I- No fue obra de la aleatoriedad que el Ejército Trigarante entrara a la Ciudad de México el 27 de septiembre. El desfile triunfal se pudo haber celebrado antes, pero Agustín de Iturbide, megalómano como todo buen político mexicano, retrasó la entrada de la tropa para que el “día más grande de la historia de México” coincidiera con su cumpleaños número 38. Después desvió la ruta del desfile para pasar bajo el balcón de la Güera Rodríguez. De cualquier manera, con todo y el narcicismo de Iturbide a cuestas, es mucho más coherente celebrar el 27 de septiembre como el Día de la Independencia.
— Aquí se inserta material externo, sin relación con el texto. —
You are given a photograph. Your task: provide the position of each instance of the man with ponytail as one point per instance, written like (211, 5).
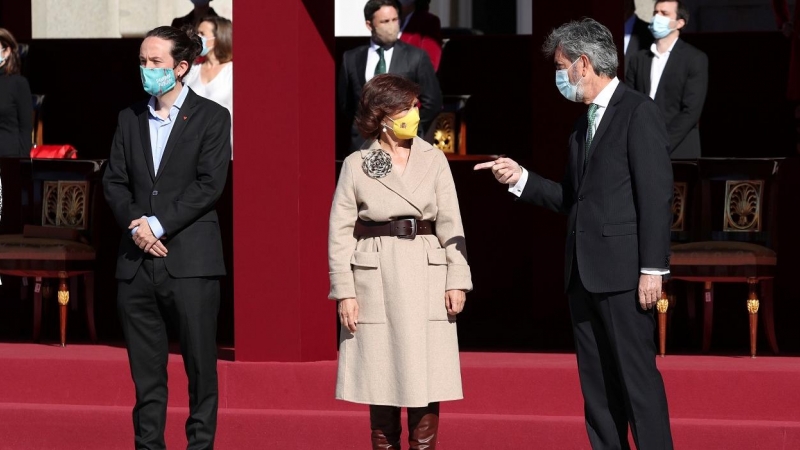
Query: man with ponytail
(167, 168)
Al menos bastante más coherente que nuestra absurda liturgia del 16.
II- El catecismo oficialista se refiere al proceso político de 1821 (Plan de Iguala, Tratados de Córdoba) como “consumación de la Independencia”, una lucha que duró, según el evangelio de la SEP, once años y once días. Como si el 27 de septiembre fuera el resultado de una lucha continua y progresiva que al cabo de once años de avances y triunfos llegara a su fin. A los evangelistas del oficialismo les duele muchísimo aceptar que la revuelta popular de Hidalgo en 1810 nada tiene que ver con el Plan de Iguala. Que Hidalgo lejos de alentar la Independencia la acabó retrasando. Les es imposible admitir que para 1820 la insurgencia ya estaba casi acabada, que ni Vicente Guerrero y su gavilla serrana ni Guadalupe Victoria oculto en una cueva representaban una amenaza para la estabilidad del virreinato. Les duele admitir que el cordón umbilical que nos unía a la Corona Española se pudo cortar sin derramar una gota de sangre.
III- Aunque es más romántico pensar en la parroquia de Dolores como la cuna de la Independencia, la verdad es que el final del virreinato se decidió en el templo de La Profesa y que el “padre de la patria” (si es que tan rimbombante título puede quedarle a una persona) bien podría ser Matías Monteagudo, el hombre que convenció a los Slim y a los Azcárraga de la época de que valía la pena dejar de pagarle impuestos a la península ibérica. La conspiración de La Profesa, por cierto, no fue un asunto de liberales, sino de ultraconservadores que miraban con horror la Constitución de Cádiz que el déspota Fernando VII tuvo que jurar obligado por la rebelión de Rafael Riego.
IV- Si hay una época de la historia mexicana que me apasiona es primer decenio de vida independiente. Es el relato de un monstruoso embrión de país, cuyo cuerpo llegaba desde las Montañas Rocallosas de Colorado hasta Costa Rica; un mundo raro, contradictorio y de vocación carnavalesca que igual pudo convertirse en el imperio más poderoso de América que desmembrarse como un terrón en múltiples republiquitas de polvo. El México fetal y amorfo de los primeros años de cordón umbilical cortado dividido entre escoceses y yorkinos, centralistas y federalistas, entre Poinsett y Ward, entre Bravo y Victoria. El primer gran debate legislativo de nuestra historia fue el de Ramos Arizpe contra el Padre Mier en 1824, uno centralista, el otro federalista, ambos norteños. Nuestra primera constitución federal fue un pastiche de la constitución gringa pero en versión católica.
V- Nunca el país modificó tanto y en tan poco tiempo su extensión territorial. En 1821, toda Centroamérica, incluidas Nicaragua y Costa Rica, se había adherido al Plan de Iguala, pero en 1823 opta por separarse y sólo Chiapas permanece. Después llegaría el secesionismo texano y el despojo del Tratado Guadalupe-Hidalgo. También la separación y reincorporación de Yucatán. Ser cartógrafo no era un oficio sencillo en aquellos años. Un país que de 1821 a 1836 vivió en una suerte de embriaguez. Con todo el dolor y los sinsabores que acarreó el nacer como estado soberano, México alcanzó a vivir el breve idilio que concede la inconsciencia. El México de las mil y un historias de lo que pudo haber sido y la improbable historia de lo que fue.